Using the sequence fragment of PHYA in tall fescue, obtained by transcriptome sequencing, as a template,the accuracy of splicing was validated with the amplified region-overlapped primers. The extracted total RNA from tall fescue was transcribed into cDNA.Using the cDNA as a template, the RT-PCR was performed with primers FaPHYA-fwd1, FaPHYA-rev1, Fa-PHYA-fwd2 and FaPHYA-rev2. As shown in Fig.1 and Fig.2,two apparent bands in size of 1 140 and 1 397 bp were obtained. The amplification products were cloned by inserting into T-vector and sequenced. The sequence fragments were spliced and aligned with the sequence of PHYA obtained by transcriptome sequencing.It was found that a fragment, in length of 198 bp, was deleted in the sequence of PHYA obtained by transcriptome sequencing. Subsequently,the verified PHYA sequence was used as a template, and PCR was performed by combing the designed specific primers and provided primers by the 3’RACE and 5’RACE kits. Thus the 3’ and 5’ ends of the PHYA gene were cloned. The amplification products,in size of 1 062 and 905 bp were obtained (Fig.3, Fig.4). The sequencing results showed that there were overlapping regions between the cloned fragments and known sequences, indicating that the cloned fragments were the 5’ and 3’ ends of mRNA sequence of PHYA gene in tall fescue. The three sequences were spliced using DNAMAN, thus the fulllength cDNA sequence (3 983 bp) of PHYA gene in tall fescue was obtained. It was named as FaPHYA with accession number of KP202858 in GenBank.

Functional analysis of protein encoded by FaPHYA gene in tall fescue

The cDNA sequence of FaPHYA gene in tall fescue was analyzed using ORF Finder in NCBI, and one complete open reading frame was found.Its initiation codon is located at the 293thnucleotide, while stop codon is located at the 3 682thnucleotide(Fig.5). So it was speculated that the encoded protein by the FaPHYA gene is composed of 1 129 amino acids(Fig.6).The molecular weight and isoelectric point of FaPHYA were speculated as 125.23 kDa and 5.73,respectively. The subcellular localization analysis showed that the protein is located in the cytoplasm. The hydrophobicity of FaPHYA protein was analyzed using ExPASy’s ProtScale.The results showed that the maximum hydrophobic value is 2.978,while minimum value is-3.244.Below the score of -2, there are 12 hydrophilic peaks(Fig.7).The secondary structure of the FaPHYA protein was predicted using SOPMA.The protein contains approximately 46.68% of α-helix, 14.61% of extended strand, 5.76% of β-corner and 32.95%of irregular curling(Fig.8).

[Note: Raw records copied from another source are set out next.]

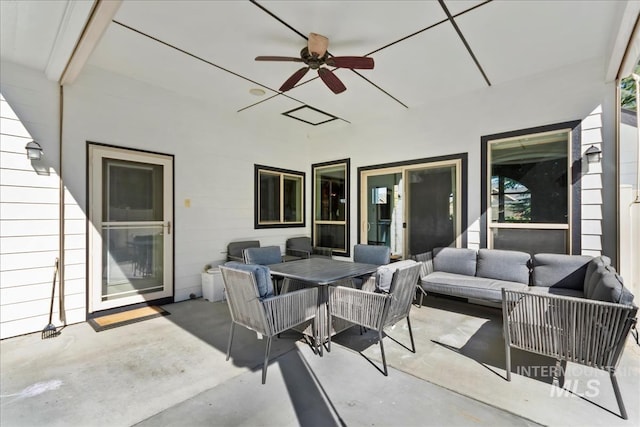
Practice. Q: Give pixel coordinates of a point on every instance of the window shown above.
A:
(528, 194)
(331, 206)
(279, 195)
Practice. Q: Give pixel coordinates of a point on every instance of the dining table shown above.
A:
(322, 273)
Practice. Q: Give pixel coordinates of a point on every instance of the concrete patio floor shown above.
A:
(172, 371)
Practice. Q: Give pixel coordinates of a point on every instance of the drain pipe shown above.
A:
(636, 78)
(61, 296)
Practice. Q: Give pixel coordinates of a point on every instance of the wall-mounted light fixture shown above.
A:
(593, 154)
(34, 151)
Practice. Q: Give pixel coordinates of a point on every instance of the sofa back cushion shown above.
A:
(455, 260)
(261, 273)
(426, 263)
(559, 270)
(595, 269)
(512, 266)
(384, 274)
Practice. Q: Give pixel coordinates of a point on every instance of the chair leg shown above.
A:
(266, 360)
(413, 345)
(328, 334)
(230, 340)
(507, 356)
(384, 359)
(616, 390)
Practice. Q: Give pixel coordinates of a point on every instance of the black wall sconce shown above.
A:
(34, 151)
(593, 154)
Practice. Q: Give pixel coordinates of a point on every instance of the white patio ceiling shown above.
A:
(206, 49)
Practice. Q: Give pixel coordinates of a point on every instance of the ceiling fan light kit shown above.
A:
(314, 56)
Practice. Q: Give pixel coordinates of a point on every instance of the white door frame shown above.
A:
(94, 254)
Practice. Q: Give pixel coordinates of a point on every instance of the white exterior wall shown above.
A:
(215, 150)
(455, 126)
(629, 207)
(29, 213)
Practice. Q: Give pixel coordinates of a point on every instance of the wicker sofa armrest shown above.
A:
(578, 330)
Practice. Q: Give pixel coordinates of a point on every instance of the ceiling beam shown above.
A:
(100, 18)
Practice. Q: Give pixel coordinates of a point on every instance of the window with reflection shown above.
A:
(330, 226)
(279, 195)
(529, 191)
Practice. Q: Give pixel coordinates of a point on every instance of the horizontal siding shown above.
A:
(28, 211)
(24, 244)
(26, 261)
(29, 231)
(37, 323)
(36, 227)
(27, 309)
(19, 294)
(27, 277)
(17, 178)
(29, 194)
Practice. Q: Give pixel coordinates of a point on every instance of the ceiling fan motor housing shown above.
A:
(311, 59)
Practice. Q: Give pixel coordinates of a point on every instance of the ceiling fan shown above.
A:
(315, 55)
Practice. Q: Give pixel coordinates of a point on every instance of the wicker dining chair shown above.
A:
(377, 310)
(251, 302)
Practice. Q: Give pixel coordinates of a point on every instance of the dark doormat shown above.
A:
(116, 320)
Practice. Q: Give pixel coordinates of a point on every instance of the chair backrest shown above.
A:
(372, 254)
(234, 249)
(243, 299)
(299, 243)
(264, 256)
(402, 291)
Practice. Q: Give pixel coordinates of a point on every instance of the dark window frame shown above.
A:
(257, 169)
(575, 171)
(464, 195)
(347, 191)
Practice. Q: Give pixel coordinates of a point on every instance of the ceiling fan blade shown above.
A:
(295, 78)
(279, 58)
(355, 62)
(317, 44)
(331, 80)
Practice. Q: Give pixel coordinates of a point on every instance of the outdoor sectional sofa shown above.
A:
(483, 274)
(569, 307)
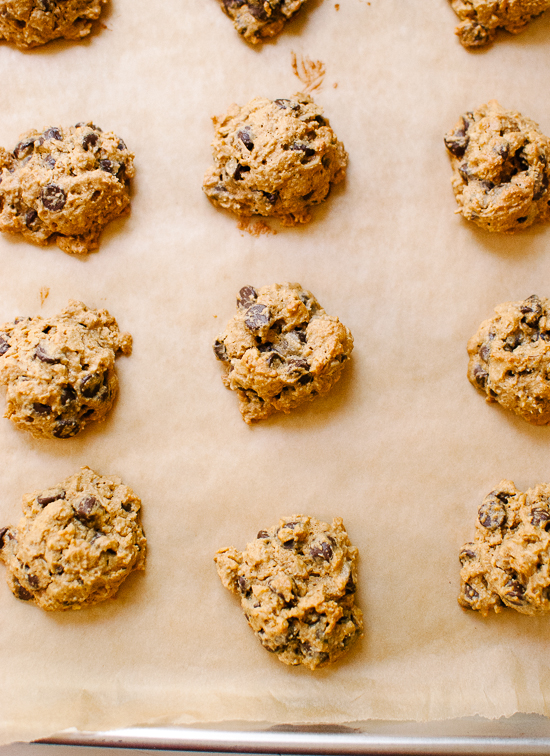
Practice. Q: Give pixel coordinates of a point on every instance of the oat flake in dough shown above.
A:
(28, 23)
(280, 350)
(508, 563)
(297, 584)
(64, 184)
(501, 169)
(274, 158)
(60, 371)
(75, 544)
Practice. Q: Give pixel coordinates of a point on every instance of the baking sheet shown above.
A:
(404, 449)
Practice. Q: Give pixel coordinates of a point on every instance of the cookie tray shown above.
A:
(521, 735)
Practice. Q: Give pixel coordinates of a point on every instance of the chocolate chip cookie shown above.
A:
(257, 19)
(274, 158)
(60, 371)
(501, 169)
(28, 23)
(75, 543)
(480, 19)
(64, 184)
(297, 584)
(280, 350)
(508, 563)
(510, 358)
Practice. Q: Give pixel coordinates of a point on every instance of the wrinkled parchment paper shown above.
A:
(404, 449)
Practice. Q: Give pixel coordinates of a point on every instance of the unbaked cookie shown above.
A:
(297, 584)
(508, 564)
(501, 169)
(274, 158)
(64, 184)
(60, 371)
(257, 19)
(280, 350)
(75, 544)
(510, 358)
(28, 23)
(480, 19)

Conserved domain analysis off Fa-PHYA

The phytochrome PHYA is normally composed of two parts, N- and C- terminals. The N- terminal is a photosensitive area, and the C- terminal is a regulatory region. The domain analysis of FaPHYA (Fig.9) showed that the N- terminal is composed of GAF (217-401 AA) and Phytochrome(413-593 AA) domains, and the C-terminal contains two repeated FAS domains (629-735 AA,762-873 AA),one histidine kinase A domain (895-951 AA) and one histidine kinase-like ATPase domain (1 014-1 117 AA).Based on the prediction result, the amino acid sequence of FaPHYA from tall fescue was aligned with those of Brachypodium distachyon, Arabidopsis thaliana, Oryza sativa, Avena sativa L and Zea mays. The results showed that the amino acid sequence of FaPHYA contains one GAF domain,one Phytochrome domain, two PAS domains, one histidine kinase A domain and one histidine kinase-like ATPase domain(Fig.10).The domains of FaPHYA protein all have relatively conserved amino acid sequences,suggesting that the FaPHYA in tall fescue may have similar light signaling functions with phytochrome A pro-tein in Arabidopsis thaliana or Oryza sativa.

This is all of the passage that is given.